El otro día volví a La Brúixola y, como siempre, salí contento. Este sitio ya se ha convertido en un clásico para mí. Acudo tanto con mi pareja como con mis amigos, y nunca falla: los bocadillos de los almuerzos son una *delicia*, ¡se nota que usan productos frescos y de calidad! Y aunque algunas veces haya que esperar un pelín, vale la pena cada bocado. Eso sí, no te esperes el mismo nivel de servicio si llegas un sábado a las 2 en plena fiesta, comparado con un jueves tranquilo; es lo que hay en hostelería.

En las cenas, las tapas son las reinas de la noche. Tienen un montón de opciones caseras que son puro amor. Y como dicen: si las bravas están ricas, el bar es bueno, y en este caso, ¡más que buenas! La decoración es acogedora y el ambiente hace que te quedes más tiempo del que planeabas.

Eso sí, hay que ser sincero, una vez me tocó un camarero que no era muy simpático, pero el resto de los empleados siempre han sido amables y eficientes. Lo importante es que la comida sale bien y rápido, y eso es algo que se aprecia. Para colmo, tienen opciones sin gluten, lo cual es un plus para quienes lo necesiten.

De cara a lo que ofrecen, te encontrarás con una gran variedad de bocadillos, tapas, y platos como croquellanes y chivito, que son una locura. Si te apetece algo en plan ligero, no te pierdas la ensaladilla de sépia. En general, el precio es bastante aceptable, y si quieres comer bien sin gastarte un dineral, aquí lo logras fácil. Así que, ya sabes, si quieres disfrutar de unas buenas tapas y un trato correcto a un precio que no te dejará en la ruina, ¡La Brúixola es el sitio perfecto para ti!

Se pueden pedir tapas para compartir en La Brúixola

Y mira, hablemos de La Brúixola en Carcaixent. La verdad es que menuda experiencia. Nos sentamos a almorzar y esperamos como unos 15 minutos que nos atendieran. La camarera nos veía, pero se lió atendiendo a otra mesa y luego, ni te cuento, ¡limpiando la mesa de atrás! En serio, un cero en atención. Luego no se quejen de que no hay trabajo, ¡así no van a atraer a nadie!

Después, claro, hay opiniones más mixtas. Algunos dicen que por 1-10€ por cabeza puedes comer y tampoco está tan mal, aunque el nivel de ruido es alto. Pero bueno, a veces se puede hablar. La comida no era la gran cosa y el servicio, uf, regular. Pero la espera entre 10-30 minutos dejó mucho que desear. Si lo tuyo es esperar, ¡adelante!

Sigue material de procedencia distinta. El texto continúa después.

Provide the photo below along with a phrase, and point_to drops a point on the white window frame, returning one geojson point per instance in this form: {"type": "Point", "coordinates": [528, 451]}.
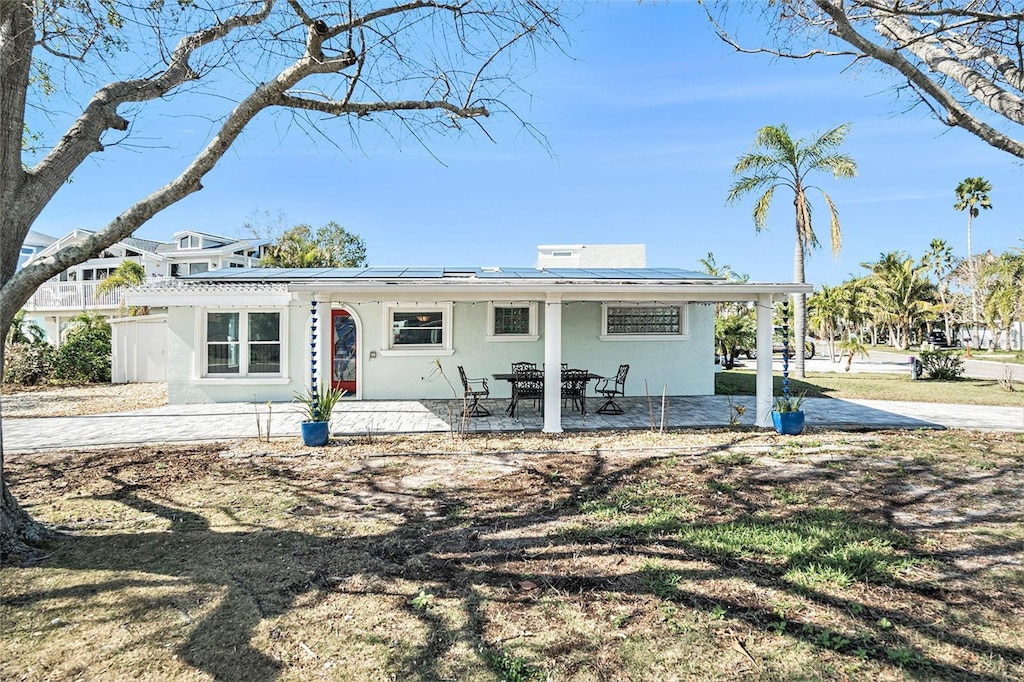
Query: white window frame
{"type": "Point", "coordinates": [532, 335]}
{"type": "Point", "coordinates": [202, 376]}
{"type": "Point", "coordinates": [684, 323]}
{"type": "Point", "coordinates": [443, 348]}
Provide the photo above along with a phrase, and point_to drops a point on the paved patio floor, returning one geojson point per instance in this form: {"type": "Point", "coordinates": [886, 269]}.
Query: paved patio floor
{"type": "Point", "coordinates": [238, 420]}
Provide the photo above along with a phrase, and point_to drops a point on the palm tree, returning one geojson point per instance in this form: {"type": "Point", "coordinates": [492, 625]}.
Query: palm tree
{"type": "Point", "coordinates": [778, 161]}
{"type": "Point", "coordinates": [128, 273]}
{"type": "Point", "coordinates": [1004, 303]}
{"type": "Point", "coordinates": [972, 196]}
{"type": "Point", "coordinates": [939, 258]}
{"type": "Point", "coordinates": [903, 294]}
{"type": "Point", "coordinates": [823, 311]}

Pero después están las estrellas altas. Si buscas un sitio para una cena con tu pareja o amigos, parece que La Brúixola puede ser el lugar. El trato es más agradable, y con un bocata y unas tapas, te sientes en un wini-restaurant. Además, el precio es muy asequible, ¡100% recomendable para un plan más relajado!

Y ya para cerrar, sobre si puedes pedir tapas para compartir… ¡Claro que sí! Aunque no todos compartan la misma experiencia, si te decides a ir, las tapas son parte de la movida. Así que ya sabes, pregunta, pide lo que quieras y disfruta, pero ve aviso de lo que te puedes encontrar.

Fuente: Información obtenida de la ficha oficial de Google My Business.